Namahrem kelimesinin kendisine nikâh haram olmayan anlamı vardır. Bir bayanın, babası, kardeşi, dayısı, amcası ile nikâhlanması haramdır (nikah uygun değildir). Bu sebeple onların yanında bulunabilir. Fakat namahremden (nikâhın haram olmadığı kişilerden) kaçınması, onlara gözükmemesi gerekir. Bu algı kadının toplumsal rolünü aşırı derecede sınırlandırmış ve onu evin içine hapsetmiştir.
İslamiyet’ten önce Arap toplumunda kadın ailenin ana unsuru konumunda değildi. Cahiliye döneminde kadın, erkeğin belirli ihtiyaçlarını gidermek için yaratılmış bir cinsi latif olarak algılanmaktaydı. İslamiyet ile birlikte kadına değer verilmesine rağmen cahiliye döneminin eski alışkanlıklarından hemen kurtulmak da mümkün olmamıştır. Türklerde yuvayı dişi kuş yapar, mantığı Arap toplumunun kültürel kodlarında yer edinmemişti.

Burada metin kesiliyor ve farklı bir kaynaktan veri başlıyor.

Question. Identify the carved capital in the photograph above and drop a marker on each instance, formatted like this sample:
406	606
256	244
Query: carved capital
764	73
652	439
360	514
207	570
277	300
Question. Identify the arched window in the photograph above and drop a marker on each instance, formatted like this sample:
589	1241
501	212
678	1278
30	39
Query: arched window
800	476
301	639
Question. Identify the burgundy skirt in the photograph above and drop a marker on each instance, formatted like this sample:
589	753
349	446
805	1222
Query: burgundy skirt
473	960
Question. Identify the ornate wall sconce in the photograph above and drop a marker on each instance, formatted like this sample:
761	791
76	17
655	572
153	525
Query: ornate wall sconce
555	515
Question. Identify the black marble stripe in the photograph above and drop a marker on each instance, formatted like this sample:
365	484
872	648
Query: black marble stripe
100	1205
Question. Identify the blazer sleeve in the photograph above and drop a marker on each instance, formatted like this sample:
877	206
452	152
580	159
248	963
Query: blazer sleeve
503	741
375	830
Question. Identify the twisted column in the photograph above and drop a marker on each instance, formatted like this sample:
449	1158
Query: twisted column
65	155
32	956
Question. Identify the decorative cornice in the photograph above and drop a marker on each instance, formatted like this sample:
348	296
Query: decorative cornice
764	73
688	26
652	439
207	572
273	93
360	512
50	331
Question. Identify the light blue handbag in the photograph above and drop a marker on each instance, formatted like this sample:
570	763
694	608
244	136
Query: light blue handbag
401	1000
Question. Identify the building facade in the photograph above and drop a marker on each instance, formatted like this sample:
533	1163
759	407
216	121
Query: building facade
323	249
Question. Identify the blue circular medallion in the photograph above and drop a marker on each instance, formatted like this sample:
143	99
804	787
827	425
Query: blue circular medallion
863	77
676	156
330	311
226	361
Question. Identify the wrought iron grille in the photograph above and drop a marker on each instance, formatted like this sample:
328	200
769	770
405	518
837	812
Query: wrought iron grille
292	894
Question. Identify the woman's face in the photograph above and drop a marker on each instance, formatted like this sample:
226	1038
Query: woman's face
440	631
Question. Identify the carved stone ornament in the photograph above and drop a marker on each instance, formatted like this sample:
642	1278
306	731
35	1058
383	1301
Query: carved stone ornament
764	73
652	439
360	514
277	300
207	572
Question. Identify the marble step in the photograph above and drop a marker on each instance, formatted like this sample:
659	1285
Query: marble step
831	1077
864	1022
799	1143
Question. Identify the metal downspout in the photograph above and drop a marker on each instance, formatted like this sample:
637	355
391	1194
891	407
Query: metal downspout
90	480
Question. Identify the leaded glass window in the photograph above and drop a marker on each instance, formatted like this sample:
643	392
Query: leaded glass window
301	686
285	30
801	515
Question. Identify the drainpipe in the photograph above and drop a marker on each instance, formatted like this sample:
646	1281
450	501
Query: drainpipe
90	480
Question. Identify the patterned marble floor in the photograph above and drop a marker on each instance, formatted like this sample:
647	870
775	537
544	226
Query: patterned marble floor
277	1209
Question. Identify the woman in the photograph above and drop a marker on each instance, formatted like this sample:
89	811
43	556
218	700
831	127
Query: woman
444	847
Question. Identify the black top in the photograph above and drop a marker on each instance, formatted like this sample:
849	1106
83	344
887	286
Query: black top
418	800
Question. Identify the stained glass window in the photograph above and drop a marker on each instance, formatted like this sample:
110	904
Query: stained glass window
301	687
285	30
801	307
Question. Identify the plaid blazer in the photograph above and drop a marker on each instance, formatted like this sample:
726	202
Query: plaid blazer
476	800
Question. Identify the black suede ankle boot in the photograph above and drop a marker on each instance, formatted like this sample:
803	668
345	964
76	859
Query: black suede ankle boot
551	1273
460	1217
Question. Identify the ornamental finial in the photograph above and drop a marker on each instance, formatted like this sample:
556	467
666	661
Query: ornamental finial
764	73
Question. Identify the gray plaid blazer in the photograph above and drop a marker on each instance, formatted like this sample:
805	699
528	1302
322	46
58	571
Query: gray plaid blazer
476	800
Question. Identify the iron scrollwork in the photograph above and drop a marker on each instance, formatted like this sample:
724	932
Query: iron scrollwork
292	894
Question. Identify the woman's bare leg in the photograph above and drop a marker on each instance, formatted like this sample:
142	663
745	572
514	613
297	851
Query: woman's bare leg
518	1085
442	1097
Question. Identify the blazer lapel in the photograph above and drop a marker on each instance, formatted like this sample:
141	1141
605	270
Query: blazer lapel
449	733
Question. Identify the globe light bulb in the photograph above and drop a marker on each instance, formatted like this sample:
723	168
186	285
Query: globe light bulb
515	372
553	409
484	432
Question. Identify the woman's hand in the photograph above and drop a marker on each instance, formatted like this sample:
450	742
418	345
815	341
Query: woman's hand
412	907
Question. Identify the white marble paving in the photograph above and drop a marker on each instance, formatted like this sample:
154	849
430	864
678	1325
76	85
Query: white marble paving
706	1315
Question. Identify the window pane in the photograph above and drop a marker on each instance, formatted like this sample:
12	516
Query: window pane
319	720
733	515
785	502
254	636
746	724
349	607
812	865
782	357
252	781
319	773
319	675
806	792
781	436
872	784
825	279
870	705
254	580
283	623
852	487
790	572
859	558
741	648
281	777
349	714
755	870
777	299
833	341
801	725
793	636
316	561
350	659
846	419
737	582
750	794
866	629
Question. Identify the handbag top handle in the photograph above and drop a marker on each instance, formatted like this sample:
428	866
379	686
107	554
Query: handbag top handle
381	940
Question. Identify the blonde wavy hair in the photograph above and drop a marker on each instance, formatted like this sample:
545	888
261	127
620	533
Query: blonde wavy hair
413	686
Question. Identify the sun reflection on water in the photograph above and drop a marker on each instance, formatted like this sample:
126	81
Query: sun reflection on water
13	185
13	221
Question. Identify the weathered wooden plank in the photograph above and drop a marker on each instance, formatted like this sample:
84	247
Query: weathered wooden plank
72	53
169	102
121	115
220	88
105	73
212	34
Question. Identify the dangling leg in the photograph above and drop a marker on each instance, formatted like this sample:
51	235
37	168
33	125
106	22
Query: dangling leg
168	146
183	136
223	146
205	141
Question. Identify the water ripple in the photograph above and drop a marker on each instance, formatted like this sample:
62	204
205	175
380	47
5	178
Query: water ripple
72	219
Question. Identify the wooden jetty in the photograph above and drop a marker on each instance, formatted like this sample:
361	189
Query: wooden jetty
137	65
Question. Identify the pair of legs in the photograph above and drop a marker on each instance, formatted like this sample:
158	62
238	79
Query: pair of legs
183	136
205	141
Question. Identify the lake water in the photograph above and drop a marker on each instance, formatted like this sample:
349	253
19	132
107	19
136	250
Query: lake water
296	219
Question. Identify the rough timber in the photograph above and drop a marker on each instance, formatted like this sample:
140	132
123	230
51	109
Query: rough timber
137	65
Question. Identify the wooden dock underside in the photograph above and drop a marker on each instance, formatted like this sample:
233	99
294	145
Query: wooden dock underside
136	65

Türklerin geleneğinde evlenmek, ev edinmek, evin içinde ortak bir yaşam alanı kurmak ve evin bir parçası olmak anlamını taşımaktadır. Eski Türk kültüründe kadın eştir. Eş ise bir nesnenin diğer yarısı anlamını taşımaktadır. Evlenmek ve eş olmak iki ruhun tek ruh olması, birbirleri ile çelişmemeleri amacını gütmektedir ki evlenen kişilerin yemek, müzik, kültür tarzları zamanla özdeşleşmektedir. O zaman kadın ailenin en önemli asli unsuru haline gelmektedir.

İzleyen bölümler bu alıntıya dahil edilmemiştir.